MSAS intake questions to assess CSR and potential NAR status. All questions based on a 5-point Likert scale with higher scores indicative of increased frequency (0 = never, 1 = rarely, 2 = occasionally, 3 = frequently, 4 = always); minimal cutoff scores reflect symptom frequency of occasional or greater. aTotal possible CSR score = 20, with a minimum total score ≥6 qualifying patient as CSR+. bTotal possible NAR score = 12, with a minimum total score ≥4 qualifying patient as NAR+
An important caveat must be noted; no attempt was made to definitively establish specific conditions or mixed rhinitides in these patients, which would have required a much more extensive evaluation as is standard in the field of allergy and immunology (e.g., environmental exposure chamber, nasal anatomy examination, skin testing, etc.) [20, 4, 5]. Rather, we focused on those individuals with clinically relevant, self-reported congestion as well as reports of potential nonallergic rhinitis triggers, occurring on an occasional to frequent basis. Thus, in all probability, our study is most likely evaluating a broad range of rhinitides (i.e., mixed rhinitis), but because our patients reported on three weather-induced symptoms, we labeled them as potential nonallergic rhinitis cases for the purposes of this report. Due to our focus on weather-related triggers, positive NAR cases may be particularly reflective of the condition known as vasomotor rhinitis.

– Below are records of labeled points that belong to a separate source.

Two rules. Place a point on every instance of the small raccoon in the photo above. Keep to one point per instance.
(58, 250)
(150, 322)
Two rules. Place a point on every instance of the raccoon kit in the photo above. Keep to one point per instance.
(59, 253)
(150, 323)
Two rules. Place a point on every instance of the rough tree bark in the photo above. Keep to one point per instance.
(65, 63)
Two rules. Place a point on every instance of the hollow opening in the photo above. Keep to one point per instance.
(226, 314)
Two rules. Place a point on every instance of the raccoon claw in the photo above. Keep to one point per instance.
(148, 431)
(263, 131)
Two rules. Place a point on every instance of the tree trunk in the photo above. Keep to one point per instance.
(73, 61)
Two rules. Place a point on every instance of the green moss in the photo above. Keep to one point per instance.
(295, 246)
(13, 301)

Last, three validated questionnaires were completed: Insomnia Severity Index (ISI) [21], Epworth Sleepiness Scale (ESS) [22], and depression and anxiety scales from the Hopkins Symptom Checklist (HSCL) [23].
Objective measures
Diagnostic sleep studies (polysomnography) were conducted and scored per American Academy of Sleep Medicine practice parameters [24]. The apnea-hypopnea index (AHI = apneas + hypopneas per hour of sleep) and the respiratory disturbance index (RDI = AHI + respiratory effort-related arousals—aka RERAs—per hour of sleep) were calculated from diagnostic PSGs [25]. Diagnostic studies from our sleep center were used exclusively in this research due to considerable variability on other sleep facilities’ reports regarding the use of standard technology (thermistors emphasized over nasal cannula pressure transducer, leading to underestimation of hypopneas) and scoring methods (lack of RERA scoring and thus inaccurate or absent RDI calculations) [26].
Sample and data analysis
A total of 2770 patients sought care from 2008 to 2012. Exclusions comprised 112 patients under the age of 18 along with 777 patients with CSR scores <6, leaving 1881 patients who reported clinical meaningful levels of nasal symptoms. However, 178 of the 1881 CSR+ patients were users of positive airway pressure (PAP) (a device which may aggravate NAR) at intake and were excluded from our analysis, resulting in a final sample of 1703 patients.
These 1703 patients were predominantly married (72.7 %), middle aged [52.79 (14.06) years], mildly obese [31.40 (20.73)], females (55.2 %) with some college education or less (54.0 %). No significant differences were observed for socio-demographics based on NAR group status; thus, no further analyses were conducted.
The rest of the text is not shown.